They’re a million times smaller than a hair follicle on your head.
But they can be used to solve some of our biggest problems.
Dr. Sherine Obare has spent her career studying nanomaterials – natural and manmade substances that can be measured in nanometers – and their real-world applications.
The dean of the Joint School of Nanoscience and Nanoengineering leads a research team that explores how nanomaterials can be used to address some of society’s most pressing issues: antibiotic resistance, food safety, and environmental pollution, to name a few.
Over the last decade, Obare has secured more than $5 million in federal grants to advance the emerging field of nanotechnology.
“Nanotech has the ability to change the way we address different types of problems because it brings an integrated approach,” Obare explains. “When you’re making a nanomaterial, you start with the fundamentals of chemistry. When you’re trying to understand how a nanomaterial behaves, physics comes into play.”
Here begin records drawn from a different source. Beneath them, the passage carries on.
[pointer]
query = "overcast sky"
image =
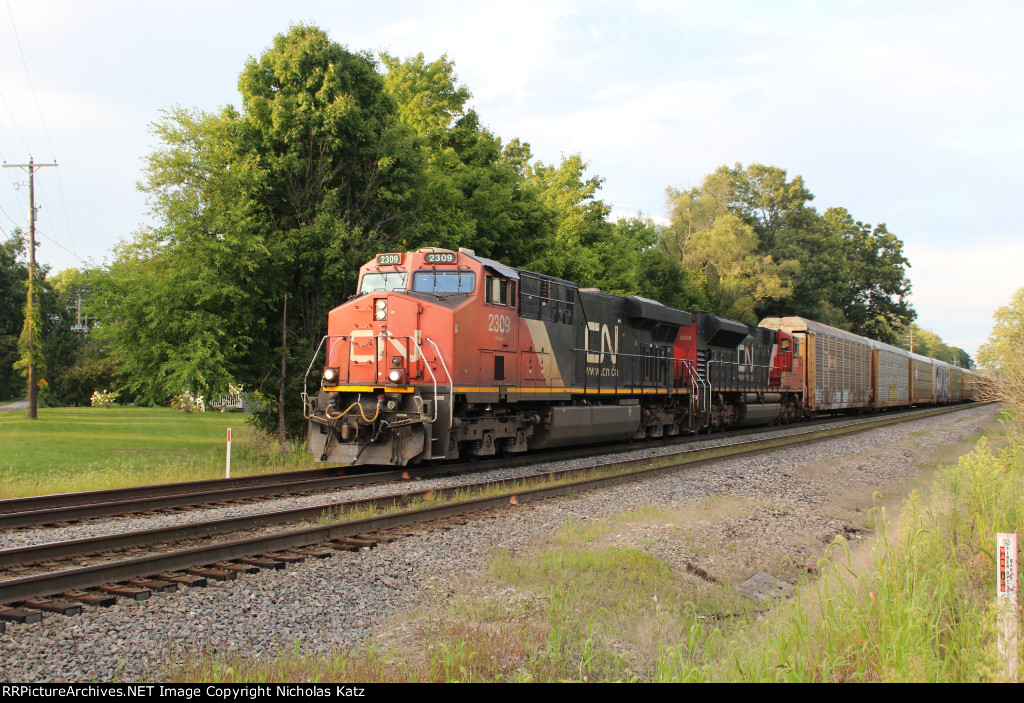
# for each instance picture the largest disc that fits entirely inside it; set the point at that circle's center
(904, 113)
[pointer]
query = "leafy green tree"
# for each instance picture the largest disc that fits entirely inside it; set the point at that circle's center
(876, 301)
(705, 235)
(1005, 348)
(928, 343)
(470, 194)
(580, 219)
(13, 274)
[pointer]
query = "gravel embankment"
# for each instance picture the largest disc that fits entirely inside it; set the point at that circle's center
(337, 602)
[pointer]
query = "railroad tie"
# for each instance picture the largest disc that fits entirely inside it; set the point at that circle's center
(130, 592)
(262, 563)
(215, 574)
(189, 580)
(159, 586)
(23, 615)
(89, 599)
(50, 606)
(237, 568)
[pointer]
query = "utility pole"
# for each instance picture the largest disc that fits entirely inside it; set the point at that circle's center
(33, 386)
(911, 340)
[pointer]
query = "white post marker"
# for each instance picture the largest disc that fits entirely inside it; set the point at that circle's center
(1006, 588)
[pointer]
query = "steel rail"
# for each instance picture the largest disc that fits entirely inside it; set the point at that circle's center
(24, 587)
(28, 512)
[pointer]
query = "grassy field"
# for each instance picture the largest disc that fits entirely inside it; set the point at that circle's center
(91, 448)
(916, 607)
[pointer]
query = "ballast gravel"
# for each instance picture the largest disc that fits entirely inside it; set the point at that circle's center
(324, 605)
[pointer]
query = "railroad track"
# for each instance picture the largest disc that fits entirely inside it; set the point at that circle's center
(61, 509)
(58, 576)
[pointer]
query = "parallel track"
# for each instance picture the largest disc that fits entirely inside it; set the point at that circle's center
(159, 552)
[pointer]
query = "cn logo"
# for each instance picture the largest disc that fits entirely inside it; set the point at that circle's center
(609, 344)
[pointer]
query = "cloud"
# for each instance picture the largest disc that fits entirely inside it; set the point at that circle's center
(956, 290)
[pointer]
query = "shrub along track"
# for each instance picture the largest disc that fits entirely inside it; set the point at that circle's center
(134, 564)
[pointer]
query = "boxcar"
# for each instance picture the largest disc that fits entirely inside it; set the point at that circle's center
(839, 363)
(892, 376)
(922, 380)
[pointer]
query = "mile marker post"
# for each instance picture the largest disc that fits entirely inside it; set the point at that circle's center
(1006, 588)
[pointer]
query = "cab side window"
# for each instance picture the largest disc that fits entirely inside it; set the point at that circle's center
(499, 292)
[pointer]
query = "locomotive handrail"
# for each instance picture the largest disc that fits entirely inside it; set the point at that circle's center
(305, 380)
(432, 377)
(732, 363)
(440, 357)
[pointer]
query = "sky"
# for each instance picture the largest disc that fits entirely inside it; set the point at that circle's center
(906, 113)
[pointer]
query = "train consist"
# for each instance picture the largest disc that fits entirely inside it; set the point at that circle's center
(446, 353)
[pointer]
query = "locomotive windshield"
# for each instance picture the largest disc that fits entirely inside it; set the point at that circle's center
(391, 280)
(443, 281)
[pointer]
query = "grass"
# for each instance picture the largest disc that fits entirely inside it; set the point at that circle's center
(582, 607)
(93, 448)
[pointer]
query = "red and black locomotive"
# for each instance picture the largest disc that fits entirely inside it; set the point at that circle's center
(444, 353)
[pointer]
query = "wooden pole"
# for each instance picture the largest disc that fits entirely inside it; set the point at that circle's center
(281, 390)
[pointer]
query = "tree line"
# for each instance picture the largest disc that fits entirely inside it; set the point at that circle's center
(264, 213)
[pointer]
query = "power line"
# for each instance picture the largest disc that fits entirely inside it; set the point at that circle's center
(31, 85)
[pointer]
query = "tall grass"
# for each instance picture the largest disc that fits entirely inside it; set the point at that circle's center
(82, 449)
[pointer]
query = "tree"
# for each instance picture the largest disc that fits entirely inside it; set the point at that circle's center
(928, 343)
(1003, 349)
(13, 274)
(471, 192)
(875, 302)
(705, 235)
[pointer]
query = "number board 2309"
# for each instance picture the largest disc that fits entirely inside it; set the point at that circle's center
(439, 258)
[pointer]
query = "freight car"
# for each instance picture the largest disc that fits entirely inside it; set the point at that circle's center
(443, 354)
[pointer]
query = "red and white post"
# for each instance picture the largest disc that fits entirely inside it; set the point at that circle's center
(227, 469)
(1006, 587)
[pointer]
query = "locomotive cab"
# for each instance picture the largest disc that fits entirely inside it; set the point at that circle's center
(424, 328)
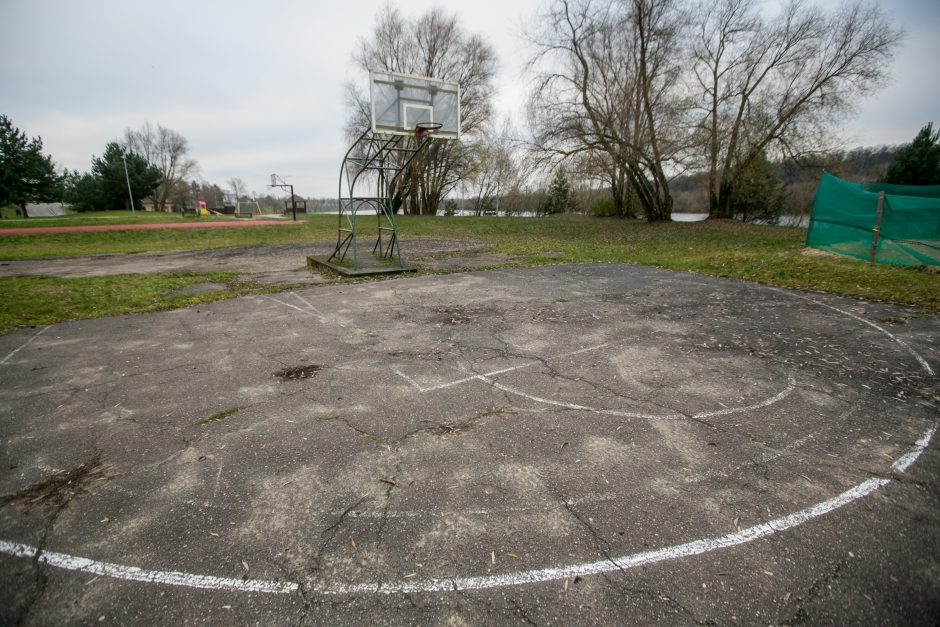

Nanotech has the ability to change the way we address different types of problems because it brings an integrated approach.– Dr. Sherine Obare
It’s this kind of work – research that bridges disciplines to impact human lives – that excites Obare.
“We have an opportunity to really think about the big problems that communities are facing right now. How can we, as scientists and engineers, use our knowledge and the integration of the sciences through nanotechnology to address these issues?”